The articulating surfaces of the bones are covered by a thin layer of very smooth hyaline cartilage (articular cartilage) and lubricated by a special fluid, the synovial fluid secreted by the synovial membrane which lines the cavity. This fluid is composed of mucopolysaccharides, is highly viscous and slippery and reduces friction.

The joint cavity is enclosed by a double layered membrane: the articular capsule.

The outer layer is a tough membrane of collagen fibers (dense irregular connective tissue proper) which is firmly attached to the surface of the bones on either side of the joint. It is continuous with the periosteum.

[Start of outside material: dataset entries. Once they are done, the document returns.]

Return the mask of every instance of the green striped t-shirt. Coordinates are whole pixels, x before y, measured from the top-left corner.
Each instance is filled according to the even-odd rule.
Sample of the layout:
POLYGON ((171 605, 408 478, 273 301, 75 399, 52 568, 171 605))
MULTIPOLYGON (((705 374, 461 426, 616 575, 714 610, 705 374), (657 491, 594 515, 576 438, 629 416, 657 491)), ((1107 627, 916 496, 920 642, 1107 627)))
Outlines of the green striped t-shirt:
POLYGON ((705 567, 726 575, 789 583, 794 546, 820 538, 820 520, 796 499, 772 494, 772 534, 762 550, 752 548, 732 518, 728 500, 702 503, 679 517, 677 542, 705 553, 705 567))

The internal layer is the synovial membrane (loose connective tissue proper) which covers all internal joint surfaces that are not hyaline cartilage.

Synovial joints are reinforced by a number of ligaments. Ligaments are bands of dense regular connective tissue proper that connect bones to other bones. (Please do NOT mistake them for TENDONS: bands of dense regular connective tissue proper that connect muscles to bones.) The ligaments may be part of the fibrous capsule (intrinsic or capsular ligaments), or may be distinct from the fibrous capsule and found outside the capsule (extracapsular ligaments)or deep to it (intracapsular ligaments). Since intracapsular ligaments are covered with synovial membrane they do not actually lie within the joint cavity.

In some joints such as the knee, complete or partial discs (menisci) of fibrocartilage occur within the synovial cavity. They do not function in weight bearing, but act as swabs to spread synovial fluid into the joint, and help to stabilize the joint. These discs (often called `knee cartilages') are frequently torn or displaced in body contact sports .

Bursae (singular = bursa) are closed, partially collapsed balloon containing synovial fluid and lined with synovial membrane on the inside and a fibrous membrane on the outside. They are found in the vicinity of joints where movement between two adjacent tissues might otherwise result in excessive friction. They are located between any two of bone, tendon, muscle or skin and they prevent these organs to rub against each other: like the joint cavity, with which they frequently connect, they serve to reduce friction.

Tendon sheaths are similar to bursae, but differ in shape. They look like sausage-shaped ballons that wrap around long tendons subjected to friction.

Three factors determine the strength or stability of the synovial joint, and the range of movement permitted by it. These are:

1. The shape of the articular surfaces of the bones

2. The ligaments: strong bands of dense fibrous connective tissue which bind the adjacent bones together,

3. Muscles which extend between the two bones comprising the joint.

Synovial joints are classified according to the shape of the articulating surfaces which, in turn, determines the range of movement permitted. They can be classified into six major categories:

1. Plane (= gliding)

Opposite bone surfaces are flat or slightly curved.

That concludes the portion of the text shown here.